WASHINGTON—Experts watching the economic drama of the PIGS—Portugal, Italy, Greece and Spain—keep telling us, reasonably, that you cannot have a Southern European economy and a German exchange rate. They mean that the euro, dominated by mighty and disciplined Germany, has become a straitjacket for deficit-ridden, debt-laden, unproductive economies that cannot devalue their way out of the crisis because they have ceded control over monetary policy to the European Central Bank.

But those experts are being too reasonable. I suggest the opposite. Precisely because a fixed exchange rate among economies so out of tune with each other is a nutty idea, the trap in which the PIGS find themselves is the only chance, however slim, that they will address their socioeconomic model.
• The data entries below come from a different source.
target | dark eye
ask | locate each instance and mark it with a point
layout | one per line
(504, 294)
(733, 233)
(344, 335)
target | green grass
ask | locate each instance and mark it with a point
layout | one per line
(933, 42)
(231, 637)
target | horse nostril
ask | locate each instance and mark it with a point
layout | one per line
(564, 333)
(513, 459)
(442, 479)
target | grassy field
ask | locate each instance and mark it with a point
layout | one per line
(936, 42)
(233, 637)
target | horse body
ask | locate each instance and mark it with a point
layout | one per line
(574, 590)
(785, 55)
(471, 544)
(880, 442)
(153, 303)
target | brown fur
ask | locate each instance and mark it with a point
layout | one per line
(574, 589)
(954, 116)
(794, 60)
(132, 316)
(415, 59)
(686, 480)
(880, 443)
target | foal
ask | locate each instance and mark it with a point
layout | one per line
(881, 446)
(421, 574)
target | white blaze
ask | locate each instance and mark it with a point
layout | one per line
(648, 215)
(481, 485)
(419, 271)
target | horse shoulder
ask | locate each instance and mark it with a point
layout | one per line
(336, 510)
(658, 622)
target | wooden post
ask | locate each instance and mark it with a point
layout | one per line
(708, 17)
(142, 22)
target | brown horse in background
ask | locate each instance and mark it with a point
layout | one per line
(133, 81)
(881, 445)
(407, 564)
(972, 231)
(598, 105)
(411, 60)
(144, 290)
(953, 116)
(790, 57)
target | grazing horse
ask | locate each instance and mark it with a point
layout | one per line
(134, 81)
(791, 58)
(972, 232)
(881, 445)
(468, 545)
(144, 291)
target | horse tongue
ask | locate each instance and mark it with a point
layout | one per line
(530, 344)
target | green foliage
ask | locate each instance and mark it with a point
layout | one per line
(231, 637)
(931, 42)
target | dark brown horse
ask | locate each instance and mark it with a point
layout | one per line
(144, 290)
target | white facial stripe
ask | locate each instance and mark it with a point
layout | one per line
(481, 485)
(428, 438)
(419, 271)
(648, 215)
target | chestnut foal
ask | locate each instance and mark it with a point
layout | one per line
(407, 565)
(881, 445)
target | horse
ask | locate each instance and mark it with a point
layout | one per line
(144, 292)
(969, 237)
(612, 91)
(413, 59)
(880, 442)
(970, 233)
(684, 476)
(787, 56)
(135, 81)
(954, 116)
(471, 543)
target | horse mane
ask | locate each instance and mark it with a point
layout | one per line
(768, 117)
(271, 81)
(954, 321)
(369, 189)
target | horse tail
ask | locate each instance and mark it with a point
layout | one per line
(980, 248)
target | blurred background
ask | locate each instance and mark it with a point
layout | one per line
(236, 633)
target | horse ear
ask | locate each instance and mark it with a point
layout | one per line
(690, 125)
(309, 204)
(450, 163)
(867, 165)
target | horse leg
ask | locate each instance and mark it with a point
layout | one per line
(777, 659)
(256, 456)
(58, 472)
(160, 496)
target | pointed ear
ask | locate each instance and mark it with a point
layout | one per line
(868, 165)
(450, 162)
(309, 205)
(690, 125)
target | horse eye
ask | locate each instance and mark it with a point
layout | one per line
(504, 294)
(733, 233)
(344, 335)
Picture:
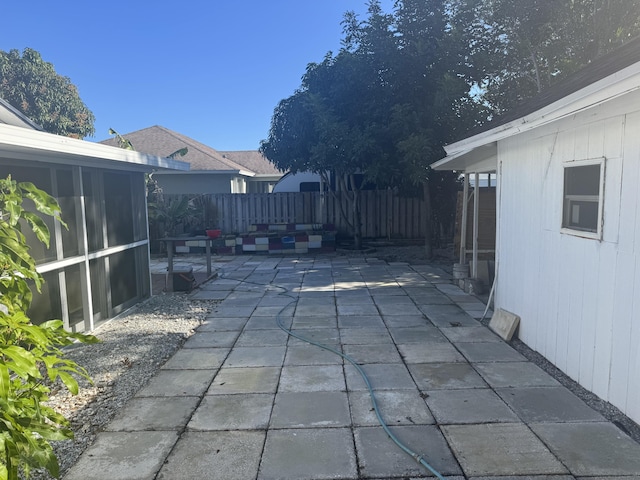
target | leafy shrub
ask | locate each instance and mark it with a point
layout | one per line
(30, 355)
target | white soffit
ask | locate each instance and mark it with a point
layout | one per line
(483, 159)
(26, 144)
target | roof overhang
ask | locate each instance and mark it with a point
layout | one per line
(235, 173)
(26, 144)
(472, 154)
(267, 177)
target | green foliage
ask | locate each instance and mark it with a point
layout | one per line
(382, 107)
(518, 48)
(30, 355)
(32, 86)
(122, 142)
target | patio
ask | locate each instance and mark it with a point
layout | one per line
(244, 400)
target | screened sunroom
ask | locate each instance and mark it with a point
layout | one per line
(99, 266)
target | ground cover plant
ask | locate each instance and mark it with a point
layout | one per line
(31, 356)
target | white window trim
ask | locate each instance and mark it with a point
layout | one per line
(580, 233)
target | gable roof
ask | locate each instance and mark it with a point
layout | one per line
(19, 143)
(161, 141)
(607, 77)
(10, 115)
(252, 160)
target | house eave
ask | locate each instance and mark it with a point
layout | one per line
(210, 172)
(26, 144)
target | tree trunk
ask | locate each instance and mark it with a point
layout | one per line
(357, 217)
(428, 215)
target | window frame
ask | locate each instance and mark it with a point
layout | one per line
(596, 235)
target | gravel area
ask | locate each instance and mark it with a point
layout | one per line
(132, 347)
(135, 345)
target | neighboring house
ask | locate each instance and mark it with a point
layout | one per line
(211, 171)
(568, 222)
(99, 266)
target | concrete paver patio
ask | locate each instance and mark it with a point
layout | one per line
(243, 400)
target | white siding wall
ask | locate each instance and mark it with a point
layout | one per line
(578, 298)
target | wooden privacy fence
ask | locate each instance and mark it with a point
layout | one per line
(384, 214)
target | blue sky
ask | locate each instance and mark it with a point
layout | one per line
(210, 69)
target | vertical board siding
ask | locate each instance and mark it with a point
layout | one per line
(383, 213)
(578, 298)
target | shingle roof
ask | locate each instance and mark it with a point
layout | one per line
(620, 58)
(252, 160)
(161, 141)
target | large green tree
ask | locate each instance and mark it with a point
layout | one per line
(381, 108)
(32, 86)
(518, 48)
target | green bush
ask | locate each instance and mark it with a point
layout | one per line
(30, 355)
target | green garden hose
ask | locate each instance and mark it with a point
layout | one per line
(417, 457)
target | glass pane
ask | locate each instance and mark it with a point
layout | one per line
(93, 211)
(74, 297)
(122, 277)
(68, 200)
(581, 198)
(98, 288)
(46, 304)
(41, 178)
(582, 180)
(118, 208)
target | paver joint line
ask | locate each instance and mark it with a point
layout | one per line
(473, 406)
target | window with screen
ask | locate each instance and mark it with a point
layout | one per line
(583, 189)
As a citizen of Spain who has spent a third of his life studying or working in Europe, it has been painful to watch the Spanish economy, whose transformation in the 1980s and ’90s was the stuff of legend, wake up metamorphosed into a Kafkaesque bug. With one out of every five adults and four out of 10 young people out of work, millions of mortgaged properties underwater, half of the savings & loan banks in a state of insolvency and a private debt almost twice as large as the size of the total economy, Spain is going through an existential crisis.

“In record time,” writes Lorenzo Bernaldo de Quiros in his recent book “The Great Recession,” “the well-being and wealth of Spaniards achieved since the second half of the 1990s have evaporated and only exist today as a nostalgia for a Golden Age.” Echoing a famous phrase by the philosopher Miguel de Unamuno, Bernaldo concludes that “Spain’s Unamunean ‘tragic sense of life’ runs the risk of becoming a deeply rooted state of mind.”

Spain’s rude awakening is particularly cruel from a historical perspective. Cut off from its modern neighbors during the decades-long regime of Francisco Franco, the country’s accession to the European Union and its adoption of the common currency were more than a political or economic coming of age: They were acts of exorcism against Spain’s historical demons—the decadence spanning from the late 17th century to Franco’s death. For Portugal and Greece, the EU was the jump from the Third to the First World; Spain embraced it as a spiritual transformation.

Which explains two things. First, Spain’s shock after realizing that being a member of the European Union entailed worldly costs and sacrifices. Second, and echoing similar sentiments in Greece and Portugal, the general refusal to even consider the possibility of giving up the euro.

In a situation in which its domestic currency was free to reflect its deficits, high labor costs and low productivity, Spain’s currency would have been naturally devalued by now. Without this possibility, Spain faces a double punishment if it wants to avoid a decades-long depression: the social dislocation that will inevitably result from efforts to become disciplined and competitive, and the cost of having to go through price and wage deflation in the absence of monetary flexibility in the short run. More profoundly, Spain will need to make a fateful decision. Does it want to become like Germany and accept that prosperity is the reward of effort, or does it want to drag the rest of Europe down?

It is a mistake to focus on the euro as the essence of the PIGS’ problems. The common currency contributed greatly to Spain’s delusional economy by giving it an unrealistic purchasing power and is making it doubly tough to overcome the recession by not allowing it, as the Nordic economies did when they ran into trouble in the late 20th century, to devalue the exchange rate. But the real cause of what is happening is that the nation mistook easy credit, subsidies and social protection for real wealth.

I have no idea whether Spain and the other PIGS will, as many predict, confront a couple of Japanese-style lost decades. But I do know this: If they don’t relearn the basics of what it takes to be rich in a competitive world, Germany and a few others will eventually say goodbye to them.

Ortega y Gasset, Spain’s foremost intellectual in the 20th century, argued passionately for an integrated Europe. “If Spain is the problem, Europe is the salvation,” he proclaimed. His compatriots failed to understand that he was talking about a cultural, not merely a political or economic, space. It might be useful to bear that in mind in these troubled times.